Migrantinnen fit für den Arbeitsmarkt

Historie

Wie dieses Projekt entstand:

Christiane Stapp-Osterod, Geschäftsführender Vorstand von jumpp - Ihr Sprungbrett in die Selbständigkeit Frauenbetriebe e.V. und Rosina Walter, Geschäftsführerin des berami-berufliche Integration e.V. haben den Grundstein für das PiA- resp. MiA-Programm gelegt als sie 2006 beschließen, die Kompetenzen und Erfahrungen beider Vereine in einem innovativen Projekt zusammenzubringen. Die Idee für eine modular aufgebaute Qualifizierung, die mit individuellen Coachings eine bedarfsgerechte Förderung und Unterstützung der Migrantinnen ermöglicht, hatten diese beiden Frauen.

Priscilla Harris Borsig und Işınay Kemmler

Für die Konzeptentwicklung und Umsetzung des Projekts wurden Priscilla Harris Brosig und Işınay Kemmler beauftragt. Diese beiden Projektleiterinnen, die selbst mit Anfang 20 nach Deutschland gekommen waren, freuten sich über diese sinnvolle Herausforderung und prägten das Projekt PiA-Migrantinnen fit für den Arbeitsmarkt drei Jahre lang mit Elan und Engagement. Aus der Konzeptskizze wurde ein innovatives Konzept entwickelt und im Prozessablauf wurden immer neuen Ideen und Module hinzugefügt, um das Kernziel des Projekts zu erreichen: Befähigung der arbeitslosen Frauen mit Migrationshintergrund zur Eigeninitiave auf dem Arbeitsmarkt mit Stärkung und Ausbau ihrer Kompetenzen und Ressourcen.

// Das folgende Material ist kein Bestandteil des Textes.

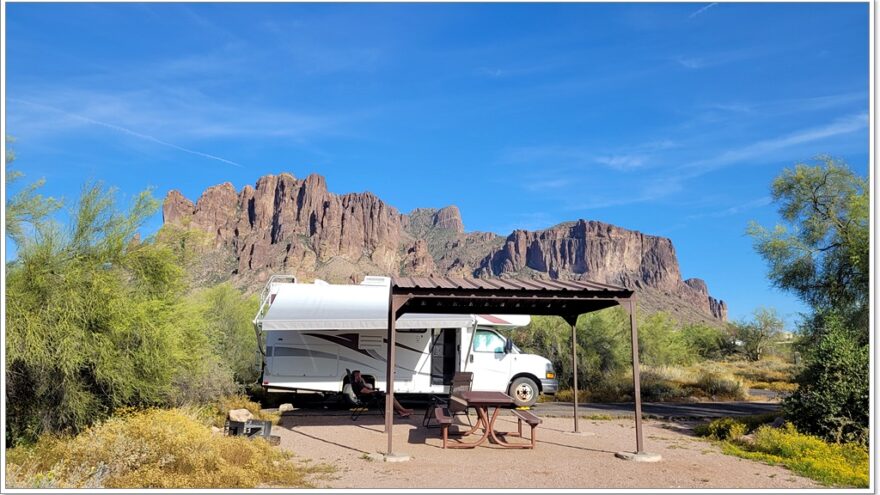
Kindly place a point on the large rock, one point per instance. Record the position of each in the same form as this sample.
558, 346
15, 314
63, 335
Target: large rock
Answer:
289, 225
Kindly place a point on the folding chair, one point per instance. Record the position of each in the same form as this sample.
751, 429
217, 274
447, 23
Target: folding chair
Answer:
358, 403
461, 382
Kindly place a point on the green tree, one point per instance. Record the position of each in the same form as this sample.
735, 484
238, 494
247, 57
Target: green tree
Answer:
93, 320
224, 315
822, 253
706, 341
26, 208
756, 336
834, 390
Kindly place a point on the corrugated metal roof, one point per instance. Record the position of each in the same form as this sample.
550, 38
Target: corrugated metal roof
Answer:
502, 284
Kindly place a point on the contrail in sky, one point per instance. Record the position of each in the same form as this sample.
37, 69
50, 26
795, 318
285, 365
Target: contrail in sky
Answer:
702, 9
129, 132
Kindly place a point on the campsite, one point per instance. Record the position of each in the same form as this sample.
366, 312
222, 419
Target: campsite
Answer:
445, 246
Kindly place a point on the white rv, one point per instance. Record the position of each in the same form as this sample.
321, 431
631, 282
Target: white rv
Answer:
310, 334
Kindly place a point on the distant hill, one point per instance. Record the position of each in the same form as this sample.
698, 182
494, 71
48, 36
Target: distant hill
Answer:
290, 225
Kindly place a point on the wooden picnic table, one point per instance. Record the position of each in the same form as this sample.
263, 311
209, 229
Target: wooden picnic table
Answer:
482, 401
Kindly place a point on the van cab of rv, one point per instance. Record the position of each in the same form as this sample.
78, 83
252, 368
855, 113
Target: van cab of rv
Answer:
310, 334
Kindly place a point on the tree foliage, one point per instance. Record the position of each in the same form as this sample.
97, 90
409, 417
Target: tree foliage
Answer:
755, 337
26, 208
821, 255
98, 319
834, 393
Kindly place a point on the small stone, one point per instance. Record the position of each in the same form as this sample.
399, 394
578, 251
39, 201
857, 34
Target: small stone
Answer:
638, 456
241, 415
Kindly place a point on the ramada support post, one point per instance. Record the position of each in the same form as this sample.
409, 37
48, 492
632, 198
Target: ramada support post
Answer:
639, 455
637, 389
572, 320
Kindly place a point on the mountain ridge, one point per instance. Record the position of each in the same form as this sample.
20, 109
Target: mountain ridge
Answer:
287, 225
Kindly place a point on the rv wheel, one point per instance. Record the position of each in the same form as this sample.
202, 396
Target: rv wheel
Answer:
524, 391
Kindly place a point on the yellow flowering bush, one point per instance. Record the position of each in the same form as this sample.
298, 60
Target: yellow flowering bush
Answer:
156, 448
832, 464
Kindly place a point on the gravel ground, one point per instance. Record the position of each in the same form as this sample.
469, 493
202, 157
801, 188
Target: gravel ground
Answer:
561, 459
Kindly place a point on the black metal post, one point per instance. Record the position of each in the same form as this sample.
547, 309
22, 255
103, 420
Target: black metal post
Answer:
637, 390
574, 368
389, 371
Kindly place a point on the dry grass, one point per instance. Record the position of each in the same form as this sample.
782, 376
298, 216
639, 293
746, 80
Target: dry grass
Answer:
839, 465
154, 449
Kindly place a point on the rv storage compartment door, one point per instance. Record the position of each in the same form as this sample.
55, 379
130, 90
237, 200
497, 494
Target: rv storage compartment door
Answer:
302, 354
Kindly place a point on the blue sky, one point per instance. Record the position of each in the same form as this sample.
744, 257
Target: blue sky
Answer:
671, 119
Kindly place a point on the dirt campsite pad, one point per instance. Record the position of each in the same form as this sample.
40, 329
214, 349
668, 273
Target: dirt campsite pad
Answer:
561, 459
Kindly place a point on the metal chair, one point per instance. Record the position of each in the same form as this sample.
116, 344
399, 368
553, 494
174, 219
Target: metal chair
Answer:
461, 382
358, 403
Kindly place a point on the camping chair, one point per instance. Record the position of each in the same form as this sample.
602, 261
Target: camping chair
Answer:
359, 403
461, 382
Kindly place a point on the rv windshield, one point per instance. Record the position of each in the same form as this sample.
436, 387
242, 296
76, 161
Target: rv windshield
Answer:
489, 341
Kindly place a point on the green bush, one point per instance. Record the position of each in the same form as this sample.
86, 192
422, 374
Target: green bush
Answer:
722, 429
98, 320
841, 465
706, 341
153, 449
661, 343
88, 321
832, 400
721, 386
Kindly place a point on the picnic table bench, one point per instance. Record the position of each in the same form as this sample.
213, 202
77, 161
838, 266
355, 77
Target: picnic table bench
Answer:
530, 418
482, 401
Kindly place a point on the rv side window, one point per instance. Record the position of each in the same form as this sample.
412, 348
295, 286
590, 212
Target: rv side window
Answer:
486, 341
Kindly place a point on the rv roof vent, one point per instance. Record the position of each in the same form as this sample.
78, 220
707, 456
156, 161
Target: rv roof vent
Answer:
376, 280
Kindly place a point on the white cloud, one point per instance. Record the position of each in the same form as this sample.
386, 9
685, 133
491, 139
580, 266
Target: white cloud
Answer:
736, 209
762, 149
702, 10
690, 62
130, 132
623, 162
544, 185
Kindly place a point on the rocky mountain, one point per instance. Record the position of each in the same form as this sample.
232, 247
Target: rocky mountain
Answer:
289, 225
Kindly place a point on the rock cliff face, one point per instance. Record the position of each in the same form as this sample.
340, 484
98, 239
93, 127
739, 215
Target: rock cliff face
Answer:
284, 224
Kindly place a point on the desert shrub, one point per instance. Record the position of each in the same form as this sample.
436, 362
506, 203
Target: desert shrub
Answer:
89, 320
223, 315
724, 386
722, 429
97, 320
706, 341
662, 343
221, 408
832, 400
842, 465
152, 449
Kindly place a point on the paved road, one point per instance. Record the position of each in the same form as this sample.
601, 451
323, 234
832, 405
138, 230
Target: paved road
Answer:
660, 410
698, 410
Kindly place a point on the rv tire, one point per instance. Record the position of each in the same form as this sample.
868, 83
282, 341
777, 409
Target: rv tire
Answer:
524, 391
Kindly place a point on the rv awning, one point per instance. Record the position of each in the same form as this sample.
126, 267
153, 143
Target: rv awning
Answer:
345, 307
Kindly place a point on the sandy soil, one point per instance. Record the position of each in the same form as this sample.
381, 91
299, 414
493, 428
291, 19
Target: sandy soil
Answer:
560, 460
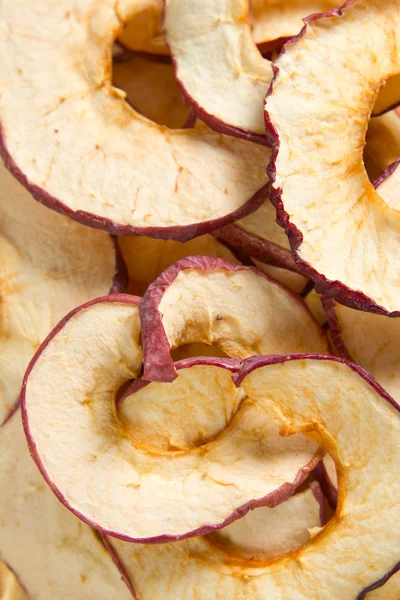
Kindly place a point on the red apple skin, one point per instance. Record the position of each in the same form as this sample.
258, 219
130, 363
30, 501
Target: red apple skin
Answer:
334, 289
158, 364
262, 250
270, 500
180, 233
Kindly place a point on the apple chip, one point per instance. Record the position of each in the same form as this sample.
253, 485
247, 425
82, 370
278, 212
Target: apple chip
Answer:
146, 258
151, 90
69, 136
382, 146
236, 308
10, 588
317, 113
388, 97
263, 534
359, 423
48, 265
222, 74
69, 412
53, 554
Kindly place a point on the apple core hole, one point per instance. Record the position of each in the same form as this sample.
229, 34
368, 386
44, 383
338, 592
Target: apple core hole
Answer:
150, 87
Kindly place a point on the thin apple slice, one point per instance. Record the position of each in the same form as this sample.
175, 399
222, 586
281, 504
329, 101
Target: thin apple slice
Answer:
53, 554
69, 413
388, 97
86, 153
48, 265
264, 533
151, 90
382, 146
146, 258
271, 20
236, 308
10, 587
360, 424
340, 229
222, 74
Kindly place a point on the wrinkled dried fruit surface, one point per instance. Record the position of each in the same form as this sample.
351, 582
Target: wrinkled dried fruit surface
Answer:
345, 241
248, 465
235, 308
48, 265
82, 150
53, 554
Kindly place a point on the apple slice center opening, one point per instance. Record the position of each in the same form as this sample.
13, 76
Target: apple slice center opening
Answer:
150, 87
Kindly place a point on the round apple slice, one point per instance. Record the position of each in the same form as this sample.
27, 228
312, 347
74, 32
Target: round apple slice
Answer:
263, 533
360, 424
341, 231
236, 308
70, 419
146, 258
222, 74
69, 136
382, 146
48, 265
52, 553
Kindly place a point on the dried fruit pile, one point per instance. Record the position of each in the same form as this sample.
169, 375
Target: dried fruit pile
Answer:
199, 358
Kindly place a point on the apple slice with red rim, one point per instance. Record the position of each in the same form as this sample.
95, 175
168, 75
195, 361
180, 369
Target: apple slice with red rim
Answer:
10, 587
246, 465
48, 265
259, 536
355, 419
236, 308
52, 554
88, 154
220, 70
316, 129
382, 146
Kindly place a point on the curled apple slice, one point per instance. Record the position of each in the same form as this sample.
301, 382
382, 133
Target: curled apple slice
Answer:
48, 265
80, 367
222, 74
388, 97
264, 533
151, 90
146, 258
360, 424
315, 129
236, 308
53, 554
87, 153
382, 146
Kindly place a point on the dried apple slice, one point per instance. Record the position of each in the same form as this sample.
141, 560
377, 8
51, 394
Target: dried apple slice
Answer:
151, 90
236, 308
382, 146
53, 554
221, 73
48, 265
265, 533
146, 258
246, 466
73, 141
10, 587
318, 130
329, 399
388, 97
271, 20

Grundprinzip und -ziel aller Phasen des MiA-Frankfurt-Programms sind die Aktivierung der Potenziale von arbeitsuchenden Migrantinnen sowie die Unterstützung deren Eigeninitiative zur Verbesserung ihrer Chancen auf dem Arbeitsmarkt. Durch die gezielte und bedarfsgerechte Förderung der Kompetenzen und individuelle Prozessbegleitung mit Coachings sowie psychosozialer Beratung werden die Frauen motiviert und die Eigeninitiative und Ressourcen gestärkt. Dadurch trägt das Projekt in großem Maße zur Verbesserung der Chancengleichheit von Migrantinnen bei.